It happens almost every time: We’re zigzaging the aisles in Safeway and find ourselves at the edge of the store in the cooler section staring at the shelves of beer. We’re not pondering our selection; as any Colorado beer drinker knows, you don’t buy a sixer at the grocery store. (Thanks to an old state liquor law, grocery stores aren’t allowed to sell full-strength beer.) Instead, we’re looking at the shelves wondering: How do they make this 3.2 percent stuff? Is it just watered-down regular beer? To find out, we asked AC Golden‘s head brewer Jeff Nickel, who described the process as a “pretty good challenge.”

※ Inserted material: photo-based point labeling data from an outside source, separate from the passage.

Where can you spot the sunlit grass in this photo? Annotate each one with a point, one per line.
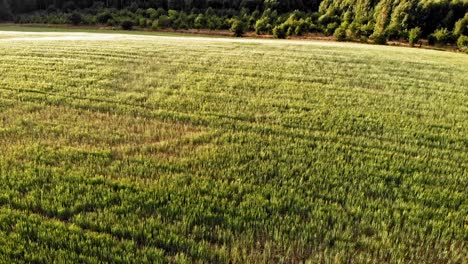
(146, 149)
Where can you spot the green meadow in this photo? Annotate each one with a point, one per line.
(153, 149)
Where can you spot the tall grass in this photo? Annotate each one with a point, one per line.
(197, 149)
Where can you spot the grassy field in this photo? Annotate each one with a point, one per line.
(139, 149)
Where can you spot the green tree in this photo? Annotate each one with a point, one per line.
(414, 36)
(462, 43)
(237, 27)
(461, 26)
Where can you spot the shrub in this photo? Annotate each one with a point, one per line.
(340, 34)
(75, 18)
(442, 36)
(163, 22)
(237, 27)
(330, 29)
(52, 9)
(461, 27)
(142, 22)
(200, 21)
(103, 18)
(126, 24)
(414, 36)
(69, 6)
(261, 26)
(379, 38)
(279, 31)
(462, 43)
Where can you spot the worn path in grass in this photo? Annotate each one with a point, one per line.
(127, 148)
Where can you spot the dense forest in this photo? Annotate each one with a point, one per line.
(440, 21)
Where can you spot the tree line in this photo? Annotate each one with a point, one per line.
(439, 21)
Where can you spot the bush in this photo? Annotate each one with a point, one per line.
(200, 21)
(69, 6)
(75, 19)
(379, 38)
(261, 26)
(330, 29)
(442, 36)
(52, 9)
(414, 36)
(461, 27)
(462, 43)
(162, 22)
(103, 18)
(340, 34)
(126, 24)
(279, 31)
(237, 27)
(142, 22)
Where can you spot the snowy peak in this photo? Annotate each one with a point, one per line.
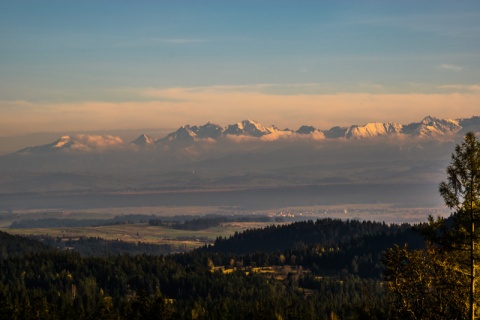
(432, 127)
(428, 127)
(207, 131)
(144, 140)
(189, 133)
(249, 128)
(81, 142)
(373, 130)
(306, 130)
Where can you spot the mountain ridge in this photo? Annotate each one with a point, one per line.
(428, 128)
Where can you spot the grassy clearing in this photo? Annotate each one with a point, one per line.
(142, 232)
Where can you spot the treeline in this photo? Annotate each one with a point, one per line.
(336, 275)
(53, 284)
(94, 246)
(323, 232)
(203, 223)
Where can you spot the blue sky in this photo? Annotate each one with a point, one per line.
(91, 65)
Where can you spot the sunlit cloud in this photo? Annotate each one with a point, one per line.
(173, 107)
(449, 67)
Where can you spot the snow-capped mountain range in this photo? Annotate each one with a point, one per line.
(429, 127)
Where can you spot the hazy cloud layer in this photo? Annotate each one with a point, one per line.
(174, 107)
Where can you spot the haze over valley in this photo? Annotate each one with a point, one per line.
(244, 166)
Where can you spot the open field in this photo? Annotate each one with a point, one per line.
(187, 239)
(142, 232)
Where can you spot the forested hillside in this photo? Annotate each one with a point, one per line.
(319, 270)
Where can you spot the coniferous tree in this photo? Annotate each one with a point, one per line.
(447, 268)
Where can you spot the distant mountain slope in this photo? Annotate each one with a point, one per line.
(429, 127)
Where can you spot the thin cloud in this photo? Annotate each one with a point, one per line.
(180, 41)
(449, 67)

AC Golden’s most popular brew is Colorado Native, an easy-drinking amber lager brewed with ingredients from the Centennial State. When the brewery first introduced the beer a few years ago, it clocked in at a 5.5 percent. But this year, when the sales crew thought to try Native in grocery stores, the brewers had to figure out how to make a 3.2 version.

The easiest way would have been to dillute Native down to 3.2 percent alcohol using water, which the brewers tried. “It tasted like watered-down beer,” Nickel says. “If someone happened to pick up the 3.2 version and was used to drinking regular Native, they might have thought there was a defect.” So they tried to brew a different version of Native that tasted the same, just with less alcohol. Or, put another way, they attempted to brew a completely different beer with the exact same flavor as the original Colorado Native. The problem was, alcohol contributes to flavor and mouthfeel in a beer. “When you’re brewing a low-gravity beer,” Nickel says, “the ester profile is very different.”

After tinkering with several batches, they came up with a version of Native they liked. It was about 3.5 percent, and the brewers were able to dillute that batch down to 3.2 percent without altering the flavor too much. Nickel was pleased with the final product. “As a brewer, as much as I like our regular Native, I really enjoy the 3.2 version,” he says. “It’s nice and sessionable.” In fact, the 3.2 version of Colorado Native took a bronze medal at this year’s United States Open Beer Championship in the American Amber category.